E la risposta porta a individuare nel continente europeo uno spazio comune, un giardino da coltivare, grazie allo stesso linguaggio artistico, musicale, architettonico e perfino gastronomico? Eredità condivise, mescolate, debitamente adattate a latitudini e longitudini in quella che è l'Europa delle regioni, sublimata a ben vedere nel motto attuale della stessa Unione europea: "United in diversity".
Partiamo dalla quarta e ultima conversazione contenuta nel libro di Daverio: "In vino Veritas, in cibo Sanitas", in cui l'Europa viene definita dall'autore "la penisola occidentale del continente asiatico fondata sul vino".
Già a partire dalla parola "Vino" si assiste a una condivisione del termine in tutte le lingue europee, scrive Daverio, "sia di derivazione greco-latina sia di ceppo germanico e sassone e persino da quella misteriosa origine slava".
Il vino è intimamente legato alla religione, perché si diffonde in parallelo con la diffusione della cristianità e piace anche al mondo ebraico.

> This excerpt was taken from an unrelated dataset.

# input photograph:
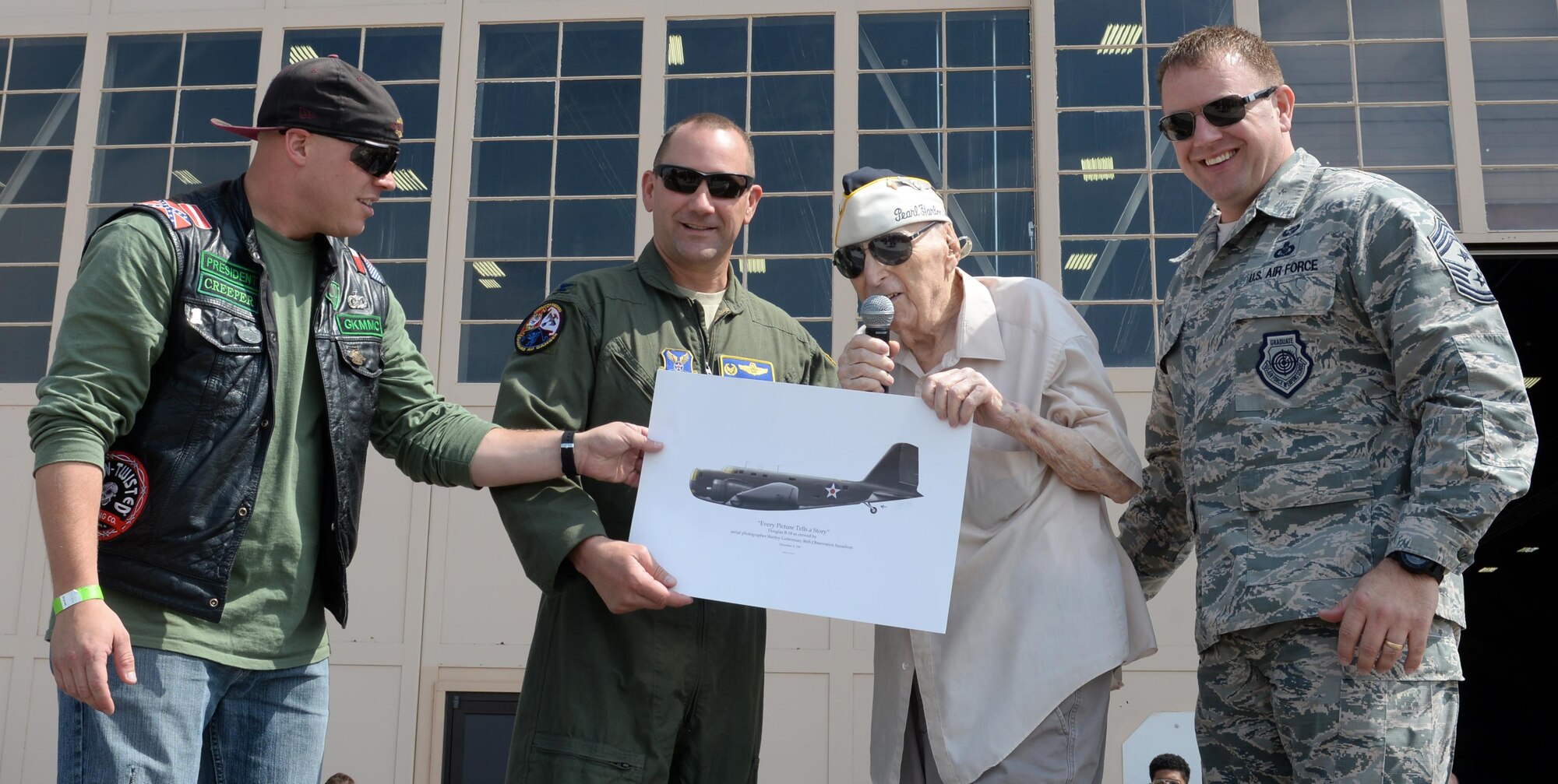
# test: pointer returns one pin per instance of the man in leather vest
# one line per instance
(202, 438)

D'altronde, il fenomeno vino si diffonde anche per la scarsità dell'acqua potabile.
Dall'Impero romano, che diffonde il vigneto in tutta Europa, si passa ai monasteri, che rappresentano il nuovo tessuto connettivo dell'Europa e con i monaci che inventano la vinificazione moderna e la botte: assi di legno curvato che troveranno anche usi nautici e rappresenteranno il punto di forza delle caravelle che scopriranno l'America e daranno un nuovo impulso al mondo.
In Europa si diffonde anche la birra, elemento indispensabile per entrare a contatto con il mondo degli dei nella sua antica accezione, che dall'Egitto, suo luogo di origine, si diffonde in Grecia.
L'effervescente autore, critico d'arte e volto noto della televisione, surfa soavemente dall'alcol all'acqua gasata, che ha origine in una cittadina della Turingia, in Germania, di nome Selters, da cui appunto il Seltz, base del bere britannico e ingrediente essenziale del "whisky and soda".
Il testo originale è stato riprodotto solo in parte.